Çalışan tarafından talep edilebilecek, kıdem tazminatı, ihbar tazminatı, kötü niyet tazminatı, eşitliğe aykırılık tazminatı, sendikal tazminat, mobbing tazminatı, ücret, prim, ikramiye, fazla mesai ücreti, yıllık izin ücreti, hafta tatili ücreti, ulusal bayram ve genel tatil ücreti ve benzeri işçilik alacaklarının söz konusu olması halinde arabulucuya gidilmesi gerekiyor. İş kazası veya meslek hastalığından kaynaklanan maddi veya manevi tazminat davaları ile bunlarla ilgili tespit, itiraz ve rücu davaları kapsam dışıdır.

2- Arabulucunun kararı kesin midir? Arabulucuya başvurulması mahkemeye gitmenin önünde bir engel midir?
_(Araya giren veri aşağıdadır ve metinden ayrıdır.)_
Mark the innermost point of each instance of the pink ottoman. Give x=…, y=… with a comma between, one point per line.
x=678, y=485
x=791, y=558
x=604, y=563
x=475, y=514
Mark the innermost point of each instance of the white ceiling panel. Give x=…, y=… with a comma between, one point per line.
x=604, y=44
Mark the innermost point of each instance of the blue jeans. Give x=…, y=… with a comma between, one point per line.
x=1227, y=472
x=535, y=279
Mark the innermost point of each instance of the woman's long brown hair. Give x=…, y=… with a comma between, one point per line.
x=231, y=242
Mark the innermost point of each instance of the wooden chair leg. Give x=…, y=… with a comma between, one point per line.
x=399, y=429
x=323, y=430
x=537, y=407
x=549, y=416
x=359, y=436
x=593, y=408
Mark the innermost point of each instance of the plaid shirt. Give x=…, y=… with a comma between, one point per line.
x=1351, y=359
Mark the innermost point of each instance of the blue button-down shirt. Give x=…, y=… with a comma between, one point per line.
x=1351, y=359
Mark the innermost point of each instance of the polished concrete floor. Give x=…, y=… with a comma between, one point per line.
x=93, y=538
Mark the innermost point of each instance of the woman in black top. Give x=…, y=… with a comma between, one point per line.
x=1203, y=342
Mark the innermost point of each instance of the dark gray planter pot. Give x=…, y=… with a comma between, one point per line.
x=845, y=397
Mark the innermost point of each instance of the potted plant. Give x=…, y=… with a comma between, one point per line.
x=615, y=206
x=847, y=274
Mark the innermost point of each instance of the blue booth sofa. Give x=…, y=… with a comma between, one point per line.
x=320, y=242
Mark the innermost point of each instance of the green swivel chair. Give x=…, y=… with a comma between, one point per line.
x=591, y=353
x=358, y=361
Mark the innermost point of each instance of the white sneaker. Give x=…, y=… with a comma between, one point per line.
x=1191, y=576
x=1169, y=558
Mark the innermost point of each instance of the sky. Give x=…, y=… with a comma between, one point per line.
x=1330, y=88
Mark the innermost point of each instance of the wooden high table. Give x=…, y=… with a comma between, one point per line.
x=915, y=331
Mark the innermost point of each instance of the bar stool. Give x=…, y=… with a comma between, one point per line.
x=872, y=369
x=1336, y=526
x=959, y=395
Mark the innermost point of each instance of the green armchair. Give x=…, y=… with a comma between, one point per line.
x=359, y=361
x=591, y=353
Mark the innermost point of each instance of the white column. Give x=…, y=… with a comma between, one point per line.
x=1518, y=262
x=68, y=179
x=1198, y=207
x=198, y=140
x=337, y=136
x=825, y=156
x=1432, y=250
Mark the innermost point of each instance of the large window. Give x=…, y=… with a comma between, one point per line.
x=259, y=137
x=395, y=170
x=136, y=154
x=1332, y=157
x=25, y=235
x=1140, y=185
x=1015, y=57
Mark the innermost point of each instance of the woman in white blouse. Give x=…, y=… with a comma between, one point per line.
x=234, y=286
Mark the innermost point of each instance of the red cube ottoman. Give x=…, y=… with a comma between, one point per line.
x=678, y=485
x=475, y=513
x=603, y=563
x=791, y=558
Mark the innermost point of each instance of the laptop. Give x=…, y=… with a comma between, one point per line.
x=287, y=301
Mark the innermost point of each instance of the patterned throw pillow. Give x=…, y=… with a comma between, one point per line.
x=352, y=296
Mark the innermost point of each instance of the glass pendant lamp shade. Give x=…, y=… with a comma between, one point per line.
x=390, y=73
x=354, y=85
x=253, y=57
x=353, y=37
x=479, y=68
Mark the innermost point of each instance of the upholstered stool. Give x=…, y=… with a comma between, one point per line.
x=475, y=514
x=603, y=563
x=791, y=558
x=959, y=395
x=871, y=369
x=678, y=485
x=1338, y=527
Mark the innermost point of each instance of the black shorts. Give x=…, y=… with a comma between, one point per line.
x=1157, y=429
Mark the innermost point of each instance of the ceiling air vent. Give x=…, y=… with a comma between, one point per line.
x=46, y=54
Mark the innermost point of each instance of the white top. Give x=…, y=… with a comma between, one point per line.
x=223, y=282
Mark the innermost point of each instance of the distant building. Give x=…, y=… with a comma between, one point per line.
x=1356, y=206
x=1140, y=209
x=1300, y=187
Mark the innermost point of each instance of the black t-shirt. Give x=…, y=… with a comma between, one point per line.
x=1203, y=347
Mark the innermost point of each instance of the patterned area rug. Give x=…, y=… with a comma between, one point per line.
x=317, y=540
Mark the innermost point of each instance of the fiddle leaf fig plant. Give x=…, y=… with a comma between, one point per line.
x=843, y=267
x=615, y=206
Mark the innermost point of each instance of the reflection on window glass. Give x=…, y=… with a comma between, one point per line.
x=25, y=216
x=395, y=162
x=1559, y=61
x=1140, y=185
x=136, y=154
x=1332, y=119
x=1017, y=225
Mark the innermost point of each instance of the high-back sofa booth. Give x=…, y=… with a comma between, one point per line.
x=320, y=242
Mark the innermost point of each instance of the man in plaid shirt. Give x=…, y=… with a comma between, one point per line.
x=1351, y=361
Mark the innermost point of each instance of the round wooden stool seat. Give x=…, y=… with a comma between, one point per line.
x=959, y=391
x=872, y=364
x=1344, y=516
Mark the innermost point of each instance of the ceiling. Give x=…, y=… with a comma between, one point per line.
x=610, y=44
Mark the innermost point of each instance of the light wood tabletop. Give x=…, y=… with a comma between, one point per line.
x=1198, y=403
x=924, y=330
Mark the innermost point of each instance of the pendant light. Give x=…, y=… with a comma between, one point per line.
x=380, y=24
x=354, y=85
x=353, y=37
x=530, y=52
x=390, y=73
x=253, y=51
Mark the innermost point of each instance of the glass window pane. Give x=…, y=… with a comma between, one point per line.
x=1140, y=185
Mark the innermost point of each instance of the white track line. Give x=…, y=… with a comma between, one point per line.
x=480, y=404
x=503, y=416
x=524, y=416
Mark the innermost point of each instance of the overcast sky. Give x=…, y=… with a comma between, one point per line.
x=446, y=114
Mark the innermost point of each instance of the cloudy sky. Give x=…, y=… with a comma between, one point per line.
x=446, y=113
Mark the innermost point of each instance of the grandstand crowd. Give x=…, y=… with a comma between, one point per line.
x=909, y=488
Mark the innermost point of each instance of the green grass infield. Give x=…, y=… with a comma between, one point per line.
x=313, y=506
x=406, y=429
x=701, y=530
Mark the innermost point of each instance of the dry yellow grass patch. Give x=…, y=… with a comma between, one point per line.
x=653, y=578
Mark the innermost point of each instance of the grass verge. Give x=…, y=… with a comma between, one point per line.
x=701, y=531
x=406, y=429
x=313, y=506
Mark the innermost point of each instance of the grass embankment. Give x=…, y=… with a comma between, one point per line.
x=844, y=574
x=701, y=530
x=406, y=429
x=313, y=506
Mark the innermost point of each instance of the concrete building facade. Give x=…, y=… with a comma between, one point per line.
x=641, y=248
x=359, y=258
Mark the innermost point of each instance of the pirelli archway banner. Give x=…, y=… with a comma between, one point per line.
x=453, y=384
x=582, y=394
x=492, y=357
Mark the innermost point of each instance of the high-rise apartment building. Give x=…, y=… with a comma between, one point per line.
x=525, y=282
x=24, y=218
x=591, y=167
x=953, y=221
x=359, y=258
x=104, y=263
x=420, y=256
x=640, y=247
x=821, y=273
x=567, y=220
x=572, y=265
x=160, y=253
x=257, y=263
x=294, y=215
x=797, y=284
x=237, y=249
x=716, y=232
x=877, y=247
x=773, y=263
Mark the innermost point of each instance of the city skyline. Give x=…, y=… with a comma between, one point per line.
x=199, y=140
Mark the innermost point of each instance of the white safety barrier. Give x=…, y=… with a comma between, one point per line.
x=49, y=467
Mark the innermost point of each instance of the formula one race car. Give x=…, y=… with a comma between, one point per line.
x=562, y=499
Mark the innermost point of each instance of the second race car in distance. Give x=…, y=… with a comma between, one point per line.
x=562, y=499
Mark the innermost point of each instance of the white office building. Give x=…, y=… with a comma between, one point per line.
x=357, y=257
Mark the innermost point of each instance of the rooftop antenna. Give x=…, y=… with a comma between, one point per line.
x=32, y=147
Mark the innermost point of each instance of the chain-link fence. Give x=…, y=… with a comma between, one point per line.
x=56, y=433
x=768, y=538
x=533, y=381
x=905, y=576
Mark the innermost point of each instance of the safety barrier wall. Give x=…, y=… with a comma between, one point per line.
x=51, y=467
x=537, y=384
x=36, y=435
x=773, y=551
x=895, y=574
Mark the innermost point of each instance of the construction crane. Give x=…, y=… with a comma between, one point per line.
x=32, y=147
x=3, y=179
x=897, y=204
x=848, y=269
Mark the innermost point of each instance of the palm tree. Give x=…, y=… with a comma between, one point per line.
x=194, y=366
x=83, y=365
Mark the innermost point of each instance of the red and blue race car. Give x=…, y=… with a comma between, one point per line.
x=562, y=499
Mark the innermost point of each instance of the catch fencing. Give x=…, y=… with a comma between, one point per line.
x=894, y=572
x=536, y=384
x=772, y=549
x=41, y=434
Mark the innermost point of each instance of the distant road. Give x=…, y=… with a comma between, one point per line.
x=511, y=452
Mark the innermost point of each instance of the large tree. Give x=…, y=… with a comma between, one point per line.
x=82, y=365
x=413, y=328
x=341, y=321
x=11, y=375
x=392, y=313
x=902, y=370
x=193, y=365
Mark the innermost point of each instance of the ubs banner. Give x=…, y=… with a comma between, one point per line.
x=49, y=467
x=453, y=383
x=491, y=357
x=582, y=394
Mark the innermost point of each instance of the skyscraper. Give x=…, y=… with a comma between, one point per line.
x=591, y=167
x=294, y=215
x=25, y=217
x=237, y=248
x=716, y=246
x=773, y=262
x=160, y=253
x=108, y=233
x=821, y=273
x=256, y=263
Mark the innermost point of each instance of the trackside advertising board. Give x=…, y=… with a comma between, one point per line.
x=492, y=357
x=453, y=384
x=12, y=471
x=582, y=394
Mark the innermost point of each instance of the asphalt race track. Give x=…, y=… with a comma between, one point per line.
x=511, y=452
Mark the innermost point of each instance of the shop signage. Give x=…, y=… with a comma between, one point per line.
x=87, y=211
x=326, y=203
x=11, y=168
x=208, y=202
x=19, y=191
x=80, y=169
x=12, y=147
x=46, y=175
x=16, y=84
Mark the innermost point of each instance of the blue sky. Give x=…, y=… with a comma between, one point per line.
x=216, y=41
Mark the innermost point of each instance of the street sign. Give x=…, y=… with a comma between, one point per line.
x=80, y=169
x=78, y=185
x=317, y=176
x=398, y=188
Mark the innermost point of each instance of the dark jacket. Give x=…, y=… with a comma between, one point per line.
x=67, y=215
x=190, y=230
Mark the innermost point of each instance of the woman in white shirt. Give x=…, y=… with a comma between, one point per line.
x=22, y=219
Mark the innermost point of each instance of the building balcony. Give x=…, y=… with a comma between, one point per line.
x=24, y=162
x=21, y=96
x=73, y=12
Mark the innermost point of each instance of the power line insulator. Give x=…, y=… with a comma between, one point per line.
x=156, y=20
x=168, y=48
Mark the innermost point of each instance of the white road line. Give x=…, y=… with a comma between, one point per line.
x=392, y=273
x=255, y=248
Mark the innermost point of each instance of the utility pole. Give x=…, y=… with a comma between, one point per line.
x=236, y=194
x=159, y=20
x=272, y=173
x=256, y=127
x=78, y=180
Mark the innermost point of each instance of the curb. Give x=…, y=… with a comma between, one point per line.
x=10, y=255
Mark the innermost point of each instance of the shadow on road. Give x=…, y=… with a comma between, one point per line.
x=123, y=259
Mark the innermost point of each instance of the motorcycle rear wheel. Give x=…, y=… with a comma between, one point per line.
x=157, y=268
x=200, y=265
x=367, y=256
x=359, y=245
Arabuluculuk işçi-işveren uyuşmazlıklarında ne gibi fayda sağlayacak?

Arabulucuya gitmek zorunlu, ancak arabulucuda uzlaşmak zorunlu değildir. Bu nedenle taraflar arasında anlaşma sağlanamazsa mahkemeye gidilmesinde herhangi bir engel bulunmamaktadır. Arabuluculuk görüşmeleri sonunda tarafların anlaşmaya varmaları halinde, üzerinde anlaşılmış olan hususların taraflar tarafından tekrar yargı konusu yapılması mümkün değildir. Arabuluculukta çözümlenmiş bir konunun tekrar yargı konusu yapılabilmesi için tehdit, hile, cebir gibi taraf iradelerini sakatlayan bir olgunun varlığı gerekir.

Arabulucu görüşmelerinde tarafların kendi istekleriyle anlaşmaya varmaları, böylece mahkemeye gitmeden uyuşmazlığın kısa sürede çözülmesi beklenir. Arabulucu, tarafların bire bir görüşerek daha kısa sürede anlaşmaya varmalarını sağlar. Hem avukat, bilirkişi, harç gibi yargı masraflarına katlanılmaz ve hem de kısa sürede dostane bir çözüm elde edilir.

3- Arabulucu ’ya başvurmak için gerekli süre nedir? Arabulucu ne kadar süreyle kararını verecektir?

İş sözleşmelerinin feshinde, fesih bildiriminin tebliği tarihinden itibaren bir ay içinde işe iade talebiyle arabulucuya başvurulmak zorundadır. Arabulucu atandıktan sonra üç hafta içerisinde karar verilmelidir. Bu süre zorunlu hallerde en fazla bir hafta süreyle uzatılabilmektedir. Arabuluculuk faaliyeti sonunda işçi ve işveren tarafının işe iade konusunda anlaşmaya varamamaları halinde, arabulucu tarafından son tutanağın düzenlendiği tarihten itibaren iki hafta içinde iş mahkemesinde dava açılabilecektir.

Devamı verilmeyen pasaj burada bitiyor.